Rückschlüsse auf Krankheitsentstehung und -verlauf
Die Wissenschaftlerinnen und Wissenschaftler aus Medizin und Lebenswissenschaften nehmen an, dass die unterschiedlichen Krankheitsbilder der AL-Amyloidose durch die hochgradige Variabilität natürlicher Leichtketten und somit durch unterschiedliche Proteineigenschaften bestimmt werden. Um diese Hypothese zu prüfen, analysieren die Forschenden unter anderem Blut, Nieren- und Herzgewebe sowie Knochenmark und Fett von Patienten: So sollen Charakteristika der extrahierten Amyloidablagerungen mit Krankheitsausprägung und Organbefall korreliert werden.

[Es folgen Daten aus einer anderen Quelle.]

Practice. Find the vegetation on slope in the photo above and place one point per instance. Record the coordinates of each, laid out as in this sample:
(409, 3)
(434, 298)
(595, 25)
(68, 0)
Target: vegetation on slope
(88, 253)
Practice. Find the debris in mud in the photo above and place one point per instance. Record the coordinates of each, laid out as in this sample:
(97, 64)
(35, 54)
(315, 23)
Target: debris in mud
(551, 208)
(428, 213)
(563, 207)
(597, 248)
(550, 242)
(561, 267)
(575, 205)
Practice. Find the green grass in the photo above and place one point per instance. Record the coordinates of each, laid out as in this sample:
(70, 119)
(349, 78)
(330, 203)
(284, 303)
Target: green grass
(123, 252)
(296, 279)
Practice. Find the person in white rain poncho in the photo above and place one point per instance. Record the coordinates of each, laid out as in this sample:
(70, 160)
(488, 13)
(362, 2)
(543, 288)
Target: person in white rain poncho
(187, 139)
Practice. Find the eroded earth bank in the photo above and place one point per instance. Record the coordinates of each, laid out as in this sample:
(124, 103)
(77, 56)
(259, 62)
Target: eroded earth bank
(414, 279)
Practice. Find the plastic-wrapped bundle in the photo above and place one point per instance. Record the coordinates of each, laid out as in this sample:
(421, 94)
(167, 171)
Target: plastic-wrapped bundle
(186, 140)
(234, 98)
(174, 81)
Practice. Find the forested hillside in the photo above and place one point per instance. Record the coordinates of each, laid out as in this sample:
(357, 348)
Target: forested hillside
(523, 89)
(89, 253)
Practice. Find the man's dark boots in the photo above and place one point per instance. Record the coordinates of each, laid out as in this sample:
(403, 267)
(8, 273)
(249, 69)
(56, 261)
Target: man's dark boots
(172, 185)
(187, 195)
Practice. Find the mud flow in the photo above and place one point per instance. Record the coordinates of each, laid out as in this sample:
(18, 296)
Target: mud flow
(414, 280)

Von der Universität Ulm bringt das Institut für Proteinbiochemie seine Expertise in die Forschungsgruppe ein: Mittels Kryo-Elektronenmikroskopie wird die Arbeitsgruppe Fändrich die Struktur von Amyloidfibrillen aus dem Herzgewebe betroffener Patienten untersuchen, während Dr. Christian Haupt in enger Zusammenarbeit mit Ärzten des Heidelberger Amyloidose-Zentrums die Variabilität der krankhaften Amyloidfibrillen bei Patienten mit hauptsächlichem Herz- oder Nierenbefall vergleicht. Ziel sind mögliche Rückschlüsse auf die Entstehung der verschiedenen Krankheitsbilder. „Ein weiteres Anliegen der weltweit in ihrer Ausrichtung einzigartigen Forschungsgruppe ist es, die relativ seltene Erkrankung und die Forschungsbemühungen hierzu einer breiteren Öffentlichkeit bekannt zu machen“, so die Wissenschaftler.

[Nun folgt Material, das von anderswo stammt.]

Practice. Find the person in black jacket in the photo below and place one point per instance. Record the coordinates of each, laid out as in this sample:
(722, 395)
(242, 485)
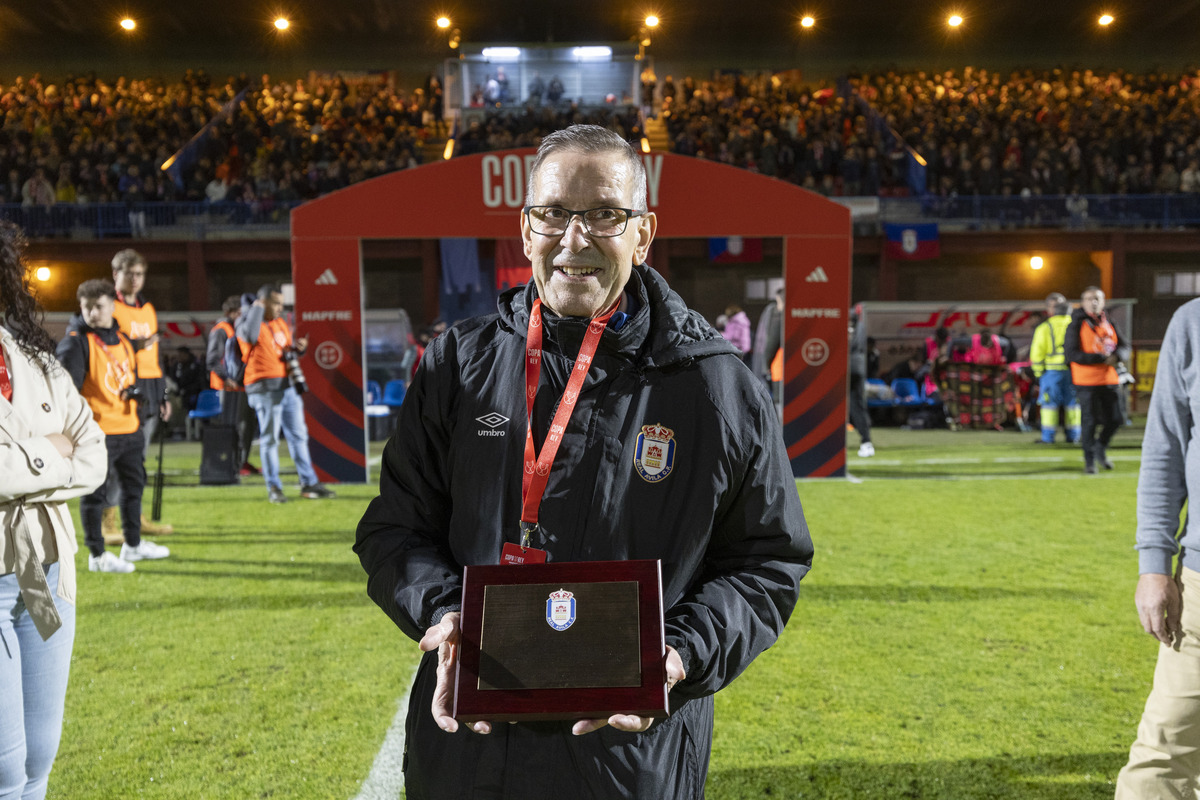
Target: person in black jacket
(720, 510)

Neben den Ulmer Forschenden sind Wissenschaftlerinnen und Wissenschaftler der Universitäten Kiel, Erlangen-Nürnberg, Heidelberg sowie der Technischen Universität München (TUM) beteiligt.
Eine DFG-Forschungsgruppe ist ein Arbeitsbündnis hervorragender Wissenschaftlerinnen und Wissenschaftler zu einem aktuellen Forschungsthema. Die Zusammenarbeit ist zunächst auf drei Jahre angelegt, dann erfolgt eine neue Begutachtung und im Erfolgsfall eine zweite Förderperiode. Neben exzellenter Wissenschaft hat die Forschergruppe beispielsweise auch die Nachwuchsförderung zum Ziel.